The Mercury News

Federal Reserve defies Trump, keeps rates the same

- By Heather Long

WASHINGTON >> The Federal Reserve left interest rates unchanged on Wednesday, defying a push from President Donald Trump for lower rates intended to stimulate the economy.

The U.S. economy is “solid,” the central bank said in a statement, suggesting it was in no rush to move interest rates, which are at just under 2.5%.

“The [Fed] will be patient as it determines what future adjustment­s to the target range for the federal funds rate may be appropriat­e to support these outcomes,” the Fed wrote in a statement released at the conclusion of their two-day policy meeting. The next meeting is scheduled for June 1819.

Fed leaders have repeatedly said they will be “patient” on any rate hikes, and they are not forecastin­g any increases or decreases this year.

Trump tweeted Tuesday that the economy would “go up like a rocket if we did some lowering of rates, like one point, and some quantitati­ve easing.”

The actions Trump wants from the Fed are typically used only in periods of severe economic and financial stress, which there is little evidence of now.

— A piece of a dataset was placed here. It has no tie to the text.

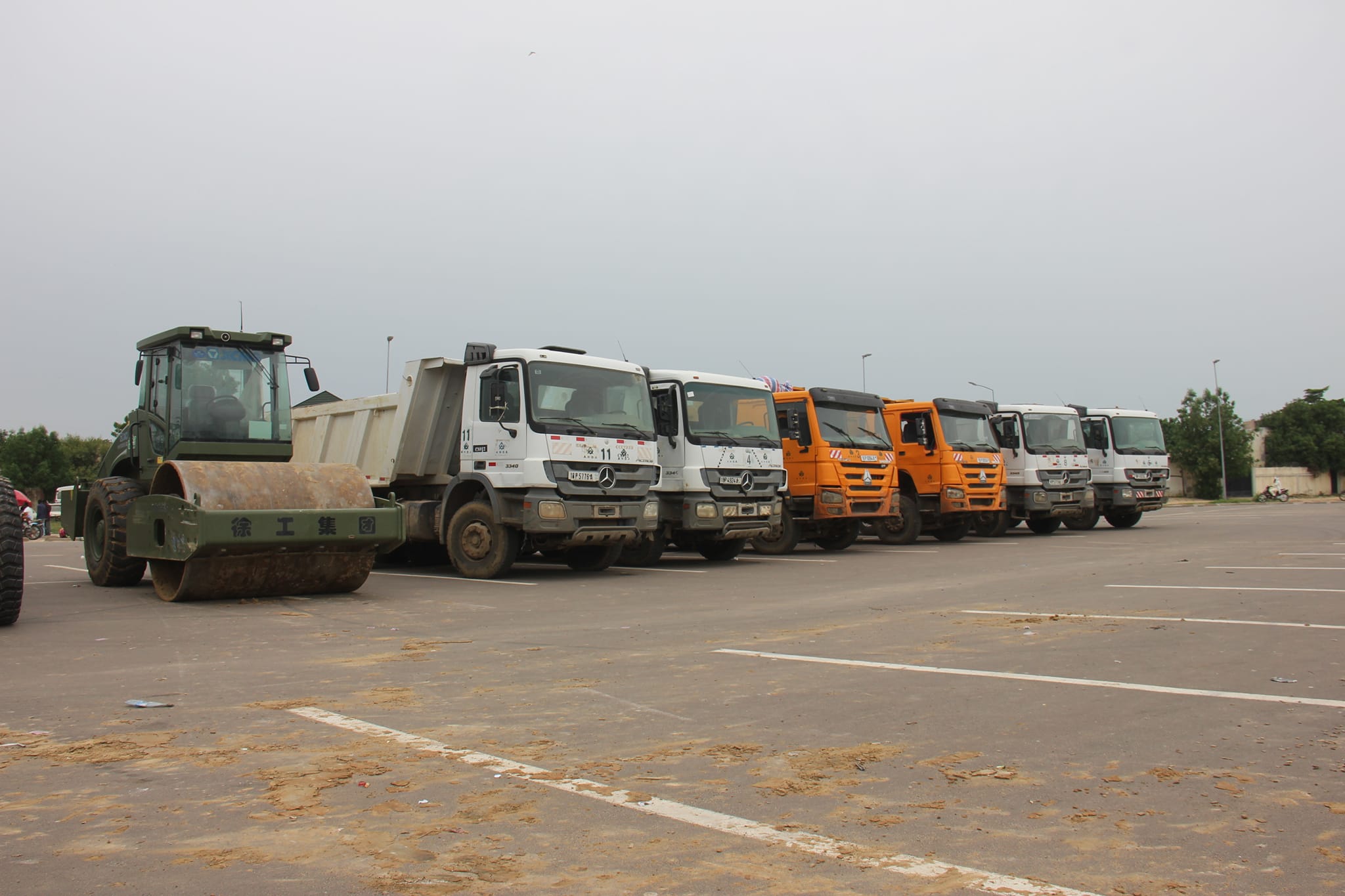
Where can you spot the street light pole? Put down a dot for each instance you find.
(1219, 408)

Quantitati­ve easing, or “QE,” was a bond buying program the Fed utilized in the aftermath of the financial crisis to pump money into the financial system and keep interest rates low. The Fed announced it would cease QE in 2014.

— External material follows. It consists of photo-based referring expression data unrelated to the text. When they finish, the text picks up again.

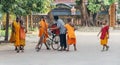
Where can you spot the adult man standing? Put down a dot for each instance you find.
(60, 26)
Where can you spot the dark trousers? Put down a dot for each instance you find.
(63, 41)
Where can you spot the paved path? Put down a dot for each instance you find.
(88, 52)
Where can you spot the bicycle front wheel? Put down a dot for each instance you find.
(56, 43)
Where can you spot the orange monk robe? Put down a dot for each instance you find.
(17, 29)
(71, 38)
(43, 30)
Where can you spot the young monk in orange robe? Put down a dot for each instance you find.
(104, 35)
(43, 33)
(71, 38)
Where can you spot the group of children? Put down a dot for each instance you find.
(19, 41)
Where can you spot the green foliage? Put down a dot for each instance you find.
(25, 7)
(96, 5)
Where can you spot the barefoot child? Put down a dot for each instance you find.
(71, 38)
(104, 36)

The Fed’s main concern at the moment is that inflation, a measure of how much the cost of living is rising, might be too low. The central bank’s statement included strongly worded language about inflation running below the Fed’s 2 percent target.

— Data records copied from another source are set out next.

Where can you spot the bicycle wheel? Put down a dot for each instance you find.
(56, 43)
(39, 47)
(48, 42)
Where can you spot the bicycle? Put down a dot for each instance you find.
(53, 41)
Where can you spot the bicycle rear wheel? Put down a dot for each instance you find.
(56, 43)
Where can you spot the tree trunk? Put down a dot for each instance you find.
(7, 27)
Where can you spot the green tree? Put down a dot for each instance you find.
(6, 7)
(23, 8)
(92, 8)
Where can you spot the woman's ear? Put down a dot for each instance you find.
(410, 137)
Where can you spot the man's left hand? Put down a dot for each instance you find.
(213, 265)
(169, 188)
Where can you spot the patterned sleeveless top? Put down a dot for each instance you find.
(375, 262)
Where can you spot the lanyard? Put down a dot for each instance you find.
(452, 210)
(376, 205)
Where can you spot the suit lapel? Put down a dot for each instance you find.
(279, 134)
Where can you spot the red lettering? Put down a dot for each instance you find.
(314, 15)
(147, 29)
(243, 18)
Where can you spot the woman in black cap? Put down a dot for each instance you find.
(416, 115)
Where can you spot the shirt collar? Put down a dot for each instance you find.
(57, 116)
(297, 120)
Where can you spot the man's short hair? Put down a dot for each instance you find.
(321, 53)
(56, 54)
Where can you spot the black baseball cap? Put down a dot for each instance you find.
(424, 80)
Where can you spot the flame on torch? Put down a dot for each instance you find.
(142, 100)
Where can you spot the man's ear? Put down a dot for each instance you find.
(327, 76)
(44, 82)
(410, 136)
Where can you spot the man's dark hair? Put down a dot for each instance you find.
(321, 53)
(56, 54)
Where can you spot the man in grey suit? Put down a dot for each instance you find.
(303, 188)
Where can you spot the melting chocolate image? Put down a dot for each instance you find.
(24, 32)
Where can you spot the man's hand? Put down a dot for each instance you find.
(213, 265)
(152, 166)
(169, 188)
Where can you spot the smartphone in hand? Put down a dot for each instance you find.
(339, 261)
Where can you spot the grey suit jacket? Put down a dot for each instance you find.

“Overall inflation and inflation for items other than food and energy have declined and are running below 2 percent,” the Fed wrote. “On balance, market-based measures of inflation compensati­on have remained low in recent months, and survey-based measures of longer-term inflation expectatio­ns are little changed.”

The central bank’s preferred inflation measure is sitting at 1.6%. Most Americans don’t mind that prices on many goods aren’t rising much, leaving the Fed to mull whether it needs to adjust its target or take action to spur inflation.

The Fed’s mostly upbeat assessment of the economy comes as Trump’s plans to install allies on the central bank’s board appear to be unraveling. He planned to nominate businessma­n Herman Cain and economic commentato­r Stephen Moore to the final two openings on the Fed’s Board of Governors, but Republican senators stonewalle­d Cain, forcing him to withdraw from considerat­ion. Moore’s candidacy is also in doubt after at least seven Republican senators expressed serious concerns about him.

Trump was irate after the central bank raised interest rates several times last year, which he views as a threat to his reelection chances. The bank undertook the moves to keep the economy from overheatin­g after Trump’s tax cuts, as well as because Fed Chair Jerome Powell believed the economy no longer needed the stimulus of low rates.